親族の遺産を相続することになったものの、相続人が複数人いると、どのように対処すべきかわからないこともあるでしょう。
基本的に、被相続人の配偶者が遺産の1/2、被相続人の子どもが残りの1/2を相続する権利があります。
しかし、土地や建物などの不動産相続においては、分割方法で悩むケースも少なくありません。
本記事では、不動産の分け方の種類から具体的な手続きの流れ、さらにトラブルを未然に防ぐための対策まで詳しく解説します。
遺産相続における不動産の分け方の種類とは?
相続した財産は、相続人全員で平等に分割するのが基本です。遺産の分割方法について話し合うことを「遺産分割協議」と呼びます。協議を成立させるには、相続人全員の合意が必要です。
不動産を相続した場合の主な分割方法は4種類ですが、相続放棄するという選択肢もあります。どのような手段なのか、一つずつ確認していきましょう。
現物分割
不動産をそのまま分割する「現物分割」は、最も一般的に利用されている分割方法です。
不動産を売却する手間や遺産の評価額などで揉めることもないため、大きな問題に発展するリスクも少なめといえます。

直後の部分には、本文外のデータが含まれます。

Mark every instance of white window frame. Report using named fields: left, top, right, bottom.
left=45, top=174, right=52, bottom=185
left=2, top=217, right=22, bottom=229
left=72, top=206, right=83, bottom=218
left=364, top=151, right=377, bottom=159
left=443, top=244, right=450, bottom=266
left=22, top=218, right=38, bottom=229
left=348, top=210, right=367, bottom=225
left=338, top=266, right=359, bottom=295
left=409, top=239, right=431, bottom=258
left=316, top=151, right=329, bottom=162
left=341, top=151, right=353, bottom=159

たとえば、実家のある土地を長男と次男で分筆(土地を切り分けること)して相続するようなケースが現物分割です。
100坪の土地を分筆する場合、単純に50坪ずつ相続すればよいというわけではありません。不動産の価値が平等になるように、かつなるべく資産価値が落ちないように分ける必要があるからです。
物理的な理由で均等に分けられない場合は、より資産価値の高い土地を相続したほうがお金を払って調整することもあります。
代償分割
代償分割は、相続人のなかで特定の人が不動産を取得し、その他の相続人に対して金銭で補償する方法です。たとえば、長男が実家に住み続けて、もう一人の相続人である次男は、代わりに預貯金を相続するといったケースが当てはまります。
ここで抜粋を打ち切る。